Though, that's part of the problem - with a lot of jobs, things can pile up and you'll end up with too many wp-cron processes all running at the same time. I think I'd prefer to delay execution a bit instead of having too many thins all running on time.
#10
@
13 years ago
If you guys need an example of how bad this gets, I just posted a new post and took this screenshot of the server-status: http://farm4.static.flickr.com/3631/5769124991_4dc3dc279b_b.jpg.
#13
@
13 years ago
This is really a big problem, especially for tasks that are critical, like backups. For GD Press Tools Pro plugin I made a in job handler protection to avoid the problem. First, I set sleep(1), and than check for the transient value in the database. This value is set to 60 seconds. And for the most part even if the hook is executed twice by the cron it will still allow only one process to run. It was OK for a while, and today I have noticed that this is not really enough, wp-cron.php managed to run same cron job 4 seconds apart. And that is the big difference for cron data to remain invalid. I can increase sleep time, to allow for bigger gap, but that is not really a solution. All cron jobs have the same problem, but most of them are not that critical.
#14
@
13 years ago
Allows calling wp-cron.php directly from a script without the lock arg. Introduces WP_CRON_LOCK_TIMEOUT. Works well so far in my lock stealing tests.
#15
@
13 years ago
Since wp_cache_reset() is a hack that is used only by the internal cache, I decided not to leverage it and cast about for alternatives. 17462.5.diff adds a force flag to wp_cache_get().
#16
@
13 years ago
Looks good. I definitely prefer the wp_cache_get() force rather than wp_cache_reset(), after digging into everything.

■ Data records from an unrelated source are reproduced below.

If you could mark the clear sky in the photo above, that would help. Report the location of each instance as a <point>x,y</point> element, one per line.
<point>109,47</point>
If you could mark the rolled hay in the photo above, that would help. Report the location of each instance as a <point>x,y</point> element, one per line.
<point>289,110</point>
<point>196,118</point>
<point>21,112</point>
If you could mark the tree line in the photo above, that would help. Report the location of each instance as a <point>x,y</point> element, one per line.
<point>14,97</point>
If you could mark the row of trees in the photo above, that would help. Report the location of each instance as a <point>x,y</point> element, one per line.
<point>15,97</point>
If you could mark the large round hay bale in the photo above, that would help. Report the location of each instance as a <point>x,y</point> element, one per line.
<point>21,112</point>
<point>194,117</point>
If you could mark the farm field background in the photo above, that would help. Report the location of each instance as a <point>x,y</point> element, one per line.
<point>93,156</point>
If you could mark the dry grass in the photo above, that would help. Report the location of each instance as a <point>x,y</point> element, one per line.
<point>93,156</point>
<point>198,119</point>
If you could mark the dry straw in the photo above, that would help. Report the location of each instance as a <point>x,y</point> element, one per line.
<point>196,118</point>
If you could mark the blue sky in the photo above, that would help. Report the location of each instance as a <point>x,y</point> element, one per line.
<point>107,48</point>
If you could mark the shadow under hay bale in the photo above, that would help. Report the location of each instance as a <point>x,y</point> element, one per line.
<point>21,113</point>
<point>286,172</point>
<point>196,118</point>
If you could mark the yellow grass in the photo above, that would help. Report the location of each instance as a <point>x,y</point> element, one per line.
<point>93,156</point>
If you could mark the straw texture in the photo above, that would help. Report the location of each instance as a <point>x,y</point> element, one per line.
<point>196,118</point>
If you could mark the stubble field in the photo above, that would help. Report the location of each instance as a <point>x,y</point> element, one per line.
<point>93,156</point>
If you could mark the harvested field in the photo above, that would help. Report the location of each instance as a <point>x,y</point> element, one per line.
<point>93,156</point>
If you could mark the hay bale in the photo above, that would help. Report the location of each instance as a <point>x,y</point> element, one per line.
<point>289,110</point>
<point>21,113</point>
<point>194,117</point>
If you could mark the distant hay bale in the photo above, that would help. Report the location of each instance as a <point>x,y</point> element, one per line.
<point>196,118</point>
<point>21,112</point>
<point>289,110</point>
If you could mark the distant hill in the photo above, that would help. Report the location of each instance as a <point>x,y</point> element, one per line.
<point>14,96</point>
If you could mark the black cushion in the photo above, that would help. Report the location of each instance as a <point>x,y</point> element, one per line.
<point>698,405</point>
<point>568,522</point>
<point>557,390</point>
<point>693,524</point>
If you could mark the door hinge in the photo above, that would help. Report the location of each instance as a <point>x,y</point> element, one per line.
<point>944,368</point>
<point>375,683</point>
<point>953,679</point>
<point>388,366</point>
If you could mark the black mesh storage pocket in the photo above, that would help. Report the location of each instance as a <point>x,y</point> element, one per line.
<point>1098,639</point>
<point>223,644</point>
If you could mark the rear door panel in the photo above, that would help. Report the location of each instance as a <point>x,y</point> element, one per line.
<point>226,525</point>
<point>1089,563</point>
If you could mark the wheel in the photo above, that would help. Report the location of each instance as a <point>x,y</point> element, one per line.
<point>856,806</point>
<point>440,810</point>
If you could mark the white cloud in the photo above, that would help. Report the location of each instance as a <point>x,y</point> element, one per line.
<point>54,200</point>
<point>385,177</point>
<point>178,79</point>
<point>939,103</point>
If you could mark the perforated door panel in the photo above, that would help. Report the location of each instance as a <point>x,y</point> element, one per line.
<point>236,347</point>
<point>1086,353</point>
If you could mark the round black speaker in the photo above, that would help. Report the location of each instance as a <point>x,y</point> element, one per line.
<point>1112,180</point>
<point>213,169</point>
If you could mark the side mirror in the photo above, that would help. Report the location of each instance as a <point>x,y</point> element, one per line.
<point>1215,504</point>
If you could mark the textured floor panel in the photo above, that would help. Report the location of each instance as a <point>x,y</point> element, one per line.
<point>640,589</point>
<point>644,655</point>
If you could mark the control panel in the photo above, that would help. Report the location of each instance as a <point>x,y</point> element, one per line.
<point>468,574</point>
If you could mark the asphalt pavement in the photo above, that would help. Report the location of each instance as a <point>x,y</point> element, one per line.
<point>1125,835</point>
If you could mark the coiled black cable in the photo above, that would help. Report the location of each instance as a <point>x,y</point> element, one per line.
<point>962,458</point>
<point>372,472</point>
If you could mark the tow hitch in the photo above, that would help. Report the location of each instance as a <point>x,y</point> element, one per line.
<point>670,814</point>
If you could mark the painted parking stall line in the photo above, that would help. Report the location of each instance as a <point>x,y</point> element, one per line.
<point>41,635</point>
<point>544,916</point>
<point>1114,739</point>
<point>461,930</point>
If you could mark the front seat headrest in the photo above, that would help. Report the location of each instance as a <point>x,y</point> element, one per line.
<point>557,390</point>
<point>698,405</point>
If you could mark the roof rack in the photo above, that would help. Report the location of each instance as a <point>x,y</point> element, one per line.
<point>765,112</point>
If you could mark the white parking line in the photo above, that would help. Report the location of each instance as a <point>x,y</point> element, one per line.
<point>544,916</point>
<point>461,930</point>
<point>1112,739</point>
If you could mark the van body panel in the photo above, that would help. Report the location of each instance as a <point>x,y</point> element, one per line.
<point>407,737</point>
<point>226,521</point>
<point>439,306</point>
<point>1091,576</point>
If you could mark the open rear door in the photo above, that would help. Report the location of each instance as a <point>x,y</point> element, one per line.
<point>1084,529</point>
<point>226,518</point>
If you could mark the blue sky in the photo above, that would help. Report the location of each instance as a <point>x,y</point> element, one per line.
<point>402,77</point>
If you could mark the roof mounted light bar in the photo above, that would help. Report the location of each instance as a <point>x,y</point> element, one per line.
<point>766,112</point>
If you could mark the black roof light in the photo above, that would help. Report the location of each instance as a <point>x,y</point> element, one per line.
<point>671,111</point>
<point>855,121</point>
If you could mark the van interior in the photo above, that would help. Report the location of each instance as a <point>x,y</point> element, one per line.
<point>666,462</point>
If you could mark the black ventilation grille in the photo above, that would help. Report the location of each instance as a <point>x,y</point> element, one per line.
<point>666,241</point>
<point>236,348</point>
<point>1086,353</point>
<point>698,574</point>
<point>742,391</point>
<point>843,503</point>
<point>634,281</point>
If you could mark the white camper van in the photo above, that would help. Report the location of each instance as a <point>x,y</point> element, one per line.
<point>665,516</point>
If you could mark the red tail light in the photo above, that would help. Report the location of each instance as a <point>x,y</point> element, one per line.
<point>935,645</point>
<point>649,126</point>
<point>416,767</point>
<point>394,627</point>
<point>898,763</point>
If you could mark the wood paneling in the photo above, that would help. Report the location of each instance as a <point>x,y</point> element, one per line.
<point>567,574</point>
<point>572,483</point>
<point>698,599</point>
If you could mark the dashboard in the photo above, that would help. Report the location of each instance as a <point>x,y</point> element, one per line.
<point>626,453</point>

spawn_cron() relies on 'doing_wp_cron', and then there's alternate cron support in there. Might be worth it to add the lock value to the doing_wp_cron key rather than changing up the variables. Likewise some of the locking stuff for the alternate cron may be worth fixing up.
#17
@
13 years ago
- Owner set to ryan
- Resolution set to fixed
- Status changed from new to closed
In [18659]:
#18
@
13 years ago
- Cc greyham added
- Severity changed from normal to major
Can someone please confirm if the fix for this bug also fixes 15014?
#19
@
13 years ago
Did not run into any bug yet but while checking the code got wondering if the check
if ( $lock > $local_time + 10*60 )
in http://core.trac.wordpress.org/browser/trunk/wp-includes/cron.php#L209 should not honor the WP_CRON_LOCK_TIMEOUT to avoid conflicts when the WP_CRON_LOCK_TIMEOUT is bigger than 10 minutes.
#20
@
13 years ago
- Resolution fixed deleted
- Status changed from closed to reopened
I don't think the bug is fixed. After posting a new post, I experienced a load spike (2 -> 20) and found this in the server status: http://minus.com/m1VuUQcxP
wp_cache_reset() was augmented to allow clearing the internal cache for particular groups and keys. This would need to be rolled out to the memcached and APC backends if we go with it.